TOKEN = "<YOUR_TOKEN>"

headers = {
    "Authorization": f"Bearer {TOKEN}",
    "Content-Type": "application/json"
}

data = {
    "model": "Qwen3-0.6B",  # The model name here must match the --served-model-name in the startup command
    "messages": [
        {"role": "user", "content": "Hello, please introduce yourself"}
    ],
    "stream": False
}

response = requests.post(ENDPOINT_URL, headers=headers, data=json.dumps(data))

if response.status_code == 200:
    print(response.json())
else:
    print(f"Error: {response.status_code}, {response.text}")

Logs and monitoring

  • Operation Record > Deployment Log: Records key steps during service deployment, including model download, image pull, instance startup, and model loading. This is the primary source for troubleshooting deployment failures.

  • Log: Records request handling and error messages after the service starts. Use this log to troubleshoot invocation errors.

  • Monitoring: View metrics such as queries per second (QPS), latency, and GPU utilization to evaluate service performance.

FAQ and troubleshooting

  1. Deployment failed

    • Check the deployment log: Review the deployment log for error messages.

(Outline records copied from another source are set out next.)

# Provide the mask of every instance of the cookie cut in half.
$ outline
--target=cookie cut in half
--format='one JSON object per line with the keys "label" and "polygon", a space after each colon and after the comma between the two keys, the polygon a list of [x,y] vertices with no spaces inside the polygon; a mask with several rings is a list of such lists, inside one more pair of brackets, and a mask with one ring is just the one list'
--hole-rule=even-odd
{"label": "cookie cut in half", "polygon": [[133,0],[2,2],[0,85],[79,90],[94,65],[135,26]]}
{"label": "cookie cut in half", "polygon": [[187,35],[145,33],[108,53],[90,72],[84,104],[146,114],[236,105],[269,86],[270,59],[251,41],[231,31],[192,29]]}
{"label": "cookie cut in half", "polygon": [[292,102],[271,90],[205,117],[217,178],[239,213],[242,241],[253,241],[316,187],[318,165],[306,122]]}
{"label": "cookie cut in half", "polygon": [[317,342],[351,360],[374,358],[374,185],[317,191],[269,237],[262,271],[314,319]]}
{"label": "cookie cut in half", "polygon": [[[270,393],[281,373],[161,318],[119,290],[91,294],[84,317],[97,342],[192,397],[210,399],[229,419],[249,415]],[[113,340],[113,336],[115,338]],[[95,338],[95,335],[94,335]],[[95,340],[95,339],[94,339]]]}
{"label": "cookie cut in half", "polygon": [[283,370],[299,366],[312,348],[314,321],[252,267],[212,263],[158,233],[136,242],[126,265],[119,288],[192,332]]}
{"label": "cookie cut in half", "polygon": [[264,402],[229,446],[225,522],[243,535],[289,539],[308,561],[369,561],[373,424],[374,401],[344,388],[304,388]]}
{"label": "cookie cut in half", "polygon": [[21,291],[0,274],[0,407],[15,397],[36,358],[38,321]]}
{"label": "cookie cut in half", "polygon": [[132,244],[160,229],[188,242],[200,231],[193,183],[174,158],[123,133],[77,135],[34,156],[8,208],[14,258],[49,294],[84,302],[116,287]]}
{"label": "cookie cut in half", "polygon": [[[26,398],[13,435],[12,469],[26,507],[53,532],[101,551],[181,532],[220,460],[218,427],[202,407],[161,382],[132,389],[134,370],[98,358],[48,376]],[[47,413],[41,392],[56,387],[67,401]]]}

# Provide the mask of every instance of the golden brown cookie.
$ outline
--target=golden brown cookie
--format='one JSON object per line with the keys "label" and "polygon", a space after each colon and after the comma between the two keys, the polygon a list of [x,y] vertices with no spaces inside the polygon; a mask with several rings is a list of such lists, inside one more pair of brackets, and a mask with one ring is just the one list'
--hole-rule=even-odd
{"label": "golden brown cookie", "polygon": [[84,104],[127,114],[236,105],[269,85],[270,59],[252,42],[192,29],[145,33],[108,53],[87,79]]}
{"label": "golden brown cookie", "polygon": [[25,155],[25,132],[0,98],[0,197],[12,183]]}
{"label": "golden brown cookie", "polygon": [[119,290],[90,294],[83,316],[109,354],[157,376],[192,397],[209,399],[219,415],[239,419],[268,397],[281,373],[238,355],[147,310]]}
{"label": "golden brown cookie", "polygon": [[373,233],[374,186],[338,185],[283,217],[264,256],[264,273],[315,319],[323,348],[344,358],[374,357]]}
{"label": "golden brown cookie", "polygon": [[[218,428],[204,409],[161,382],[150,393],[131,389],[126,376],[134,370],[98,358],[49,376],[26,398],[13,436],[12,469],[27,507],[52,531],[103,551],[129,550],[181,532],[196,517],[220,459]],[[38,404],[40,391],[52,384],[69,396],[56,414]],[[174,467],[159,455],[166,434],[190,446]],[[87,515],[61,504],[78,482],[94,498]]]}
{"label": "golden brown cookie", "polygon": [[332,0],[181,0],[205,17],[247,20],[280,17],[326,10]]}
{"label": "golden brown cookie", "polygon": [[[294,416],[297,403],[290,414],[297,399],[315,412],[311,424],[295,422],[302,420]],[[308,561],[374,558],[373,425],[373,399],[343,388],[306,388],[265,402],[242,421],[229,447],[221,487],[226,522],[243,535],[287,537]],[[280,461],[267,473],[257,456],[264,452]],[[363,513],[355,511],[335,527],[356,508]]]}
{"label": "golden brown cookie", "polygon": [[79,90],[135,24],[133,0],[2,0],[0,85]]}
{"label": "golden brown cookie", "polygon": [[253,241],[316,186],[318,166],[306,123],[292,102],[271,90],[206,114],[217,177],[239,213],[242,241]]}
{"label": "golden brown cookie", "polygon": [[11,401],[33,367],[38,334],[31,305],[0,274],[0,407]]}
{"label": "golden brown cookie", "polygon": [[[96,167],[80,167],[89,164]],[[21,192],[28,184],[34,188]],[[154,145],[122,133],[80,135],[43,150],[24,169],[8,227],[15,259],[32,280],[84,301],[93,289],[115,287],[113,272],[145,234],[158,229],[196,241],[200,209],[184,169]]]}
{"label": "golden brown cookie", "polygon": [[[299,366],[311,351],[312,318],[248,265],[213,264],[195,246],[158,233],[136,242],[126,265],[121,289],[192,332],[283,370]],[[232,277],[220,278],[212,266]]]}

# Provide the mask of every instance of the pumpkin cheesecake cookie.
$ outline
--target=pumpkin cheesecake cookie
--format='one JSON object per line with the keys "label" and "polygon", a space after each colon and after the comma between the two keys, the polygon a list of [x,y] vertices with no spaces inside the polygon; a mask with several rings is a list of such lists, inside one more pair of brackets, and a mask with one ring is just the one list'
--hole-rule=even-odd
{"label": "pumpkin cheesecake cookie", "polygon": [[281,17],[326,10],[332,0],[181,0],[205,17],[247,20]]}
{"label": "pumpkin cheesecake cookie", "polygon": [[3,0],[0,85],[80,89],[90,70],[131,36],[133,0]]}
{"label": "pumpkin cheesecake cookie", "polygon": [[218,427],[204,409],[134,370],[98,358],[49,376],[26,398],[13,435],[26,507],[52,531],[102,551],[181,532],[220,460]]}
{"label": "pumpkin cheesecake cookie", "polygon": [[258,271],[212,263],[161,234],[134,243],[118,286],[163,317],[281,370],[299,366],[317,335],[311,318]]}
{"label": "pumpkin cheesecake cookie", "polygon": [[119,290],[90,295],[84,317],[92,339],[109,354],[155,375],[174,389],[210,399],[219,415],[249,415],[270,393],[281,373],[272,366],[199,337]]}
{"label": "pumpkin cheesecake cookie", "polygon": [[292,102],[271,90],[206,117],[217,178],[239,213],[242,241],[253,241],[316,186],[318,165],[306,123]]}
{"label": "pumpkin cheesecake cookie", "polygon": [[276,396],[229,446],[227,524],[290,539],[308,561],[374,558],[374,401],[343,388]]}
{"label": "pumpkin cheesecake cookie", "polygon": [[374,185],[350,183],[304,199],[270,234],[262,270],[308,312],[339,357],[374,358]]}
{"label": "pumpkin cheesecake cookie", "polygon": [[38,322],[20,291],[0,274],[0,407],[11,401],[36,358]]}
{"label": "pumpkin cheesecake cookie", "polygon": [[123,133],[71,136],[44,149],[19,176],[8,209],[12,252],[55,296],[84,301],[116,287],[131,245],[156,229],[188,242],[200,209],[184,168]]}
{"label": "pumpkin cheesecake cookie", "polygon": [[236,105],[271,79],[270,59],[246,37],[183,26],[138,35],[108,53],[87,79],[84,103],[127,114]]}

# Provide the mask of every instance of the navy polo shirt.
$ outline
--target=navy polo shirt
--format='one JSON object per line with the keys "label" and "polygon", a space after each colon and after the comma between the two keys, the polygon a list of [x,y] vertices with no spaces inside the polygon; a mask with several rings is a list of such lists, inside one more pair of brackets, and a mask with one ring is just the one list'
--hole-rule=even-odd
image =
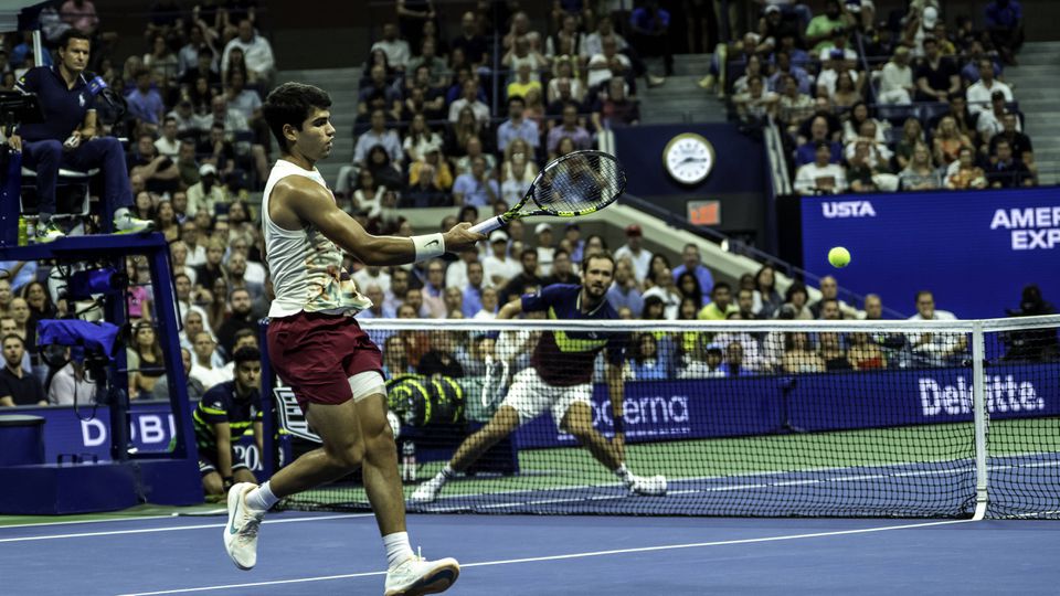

    • Check the model path: Confirm that the model path referenced in the startup command (/mnt/...) matches the mounting rule of the model source.

    • Check the instance type: If the log shows an OutOfMemoryError or OOM error, it usually means the instance has insufficient GPU memory. Try switching to an instance type with more memory.

    • Check RAM permissions: If you see a permission denied or 403 Forbidden error, this is usually because the RAM user performing the operation lacks the required Devs-related permissions. This prevents the service configuration from being saved.

  2. Service startup failed

    • Check the service log: Confirm whether the service startup command executed successfully and check for any errors.

    • Check the port configuration: Make sure the port specified in the startup command, such as --port 9000, matches the port configured in the console.

    • Check the listener address: For custom images, make sure the service is listening on host 0.0.0.0.

  3. Performance issues

    • Optimize startup parameters: For multi-GPU instances, make sure you set --tensor-parallel-size to enable parallel computing.

    • Upgrade the instance type: If monitoring shows that resources such as GPU utilization have reached a bottleneck, consider upgrading to a higher-performance instance.

    • Use model quantization: Model quantization techniques, such as AWQ and GPTQ, can reduce GPU memory usage and computational load. This operation may require a custom image.